Distributed Workflows

Run sub-workflows across machines with blazen-peer from Python

Blazen workflows normally run in a single process. The peer bindings extend this to multiple machines: a parent workflow on machine A can delegate a sub-workflow to machine B over gRPC (or HTTP/JSON), get the result back, and lazily dereference any session refs that stayed on the remote peer.

The Python bindings are wired up. Import BlazenPeerServer, BlazenPeerClient, HttpPeerClient, SubWorkflowRequest, SubWorkflowResponse, and the helpers resolve_peer_token, load_server_tls, load_client_tls directly from blazen.

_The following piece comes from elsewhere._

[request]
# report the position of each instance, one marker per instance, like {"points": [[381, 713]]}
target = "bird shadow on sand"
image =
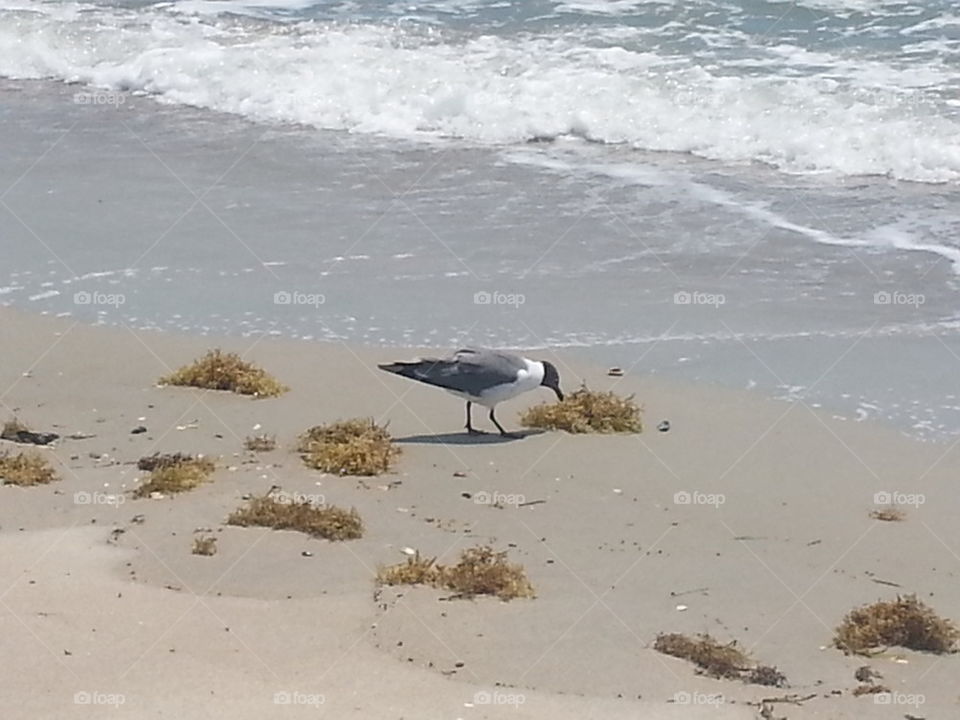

When to use distributed workflows

  • Privacy boundaries. Keep sensitive data on one machine and run the steps that touch it there, while the orchestrating workflow lives elsewhere.
  • Cost optimization. Route GPU-intensive steps (embedding generation, image diffusion) to machines with the right hardware instead of paying for GPU on every node.
  • Hardware-specific steps. Some steps require specialized hardware (TPUs, large-memory instances, local SSDs). Run those steps on the machine that has the hardware.
  • Regulatory compliance. Data residency requirements may mandate that certain processing happens in a specific region or on specific infrastructure.

How it works

  1. The parent builds a SubWorkflowRequest containing a workflow name, an ordered list of step IDs, and a JSON-compatible input dict.
  2. The request is sent over a tonic gRPC channel (HTTP/2, optional mTLS) to the peer, or over plain HTTP/JSON via HttpPeerClient.
  3. The peer resolves each step ID against its local step registry, assembles a Workflow, and runs it.
  4. The peer returns a SubWorkflowResponse carrying the terminal result, exported state values, and PeerRemoteRefDescriptor handles for any session refs that could not be serialized inline.
  5. The parent can dereference remote refs lazily over the same channel, and release them when done.

Step registration

Steps are looked up by string ID in a process-global registry on the peer. The Python register_step_builder(step_id, builder) binding currently rejects Python callables, so for now any step that runs on a peer must be registered on the Rust side. You can still introspect the registry from Python:

from blazen import lookup_step_builder, registered_step_ids

print(registered_step_ids())     # every step ID the peer can serve
print(lookup_step_builder("my_app::analyze"))   # True / False

Starting the peer server

import asyncio
from blazen import BlazenPeerServer

async def main():
    server = BlazenPeerServer("node-b")
    # Bind and serve forever. Raises PeerError if the bind fails.
    await server.serve("0.0.0.0:7443")

asyncio.run(main())

The server uses an internal session-ref registry by default. To share it with in-process workflows running on the same process, pass a _SessionRegistryHandle via server.with_session_refs(handle) — this lets a single Blazen process expose its in-memory refs to both local and remote callers.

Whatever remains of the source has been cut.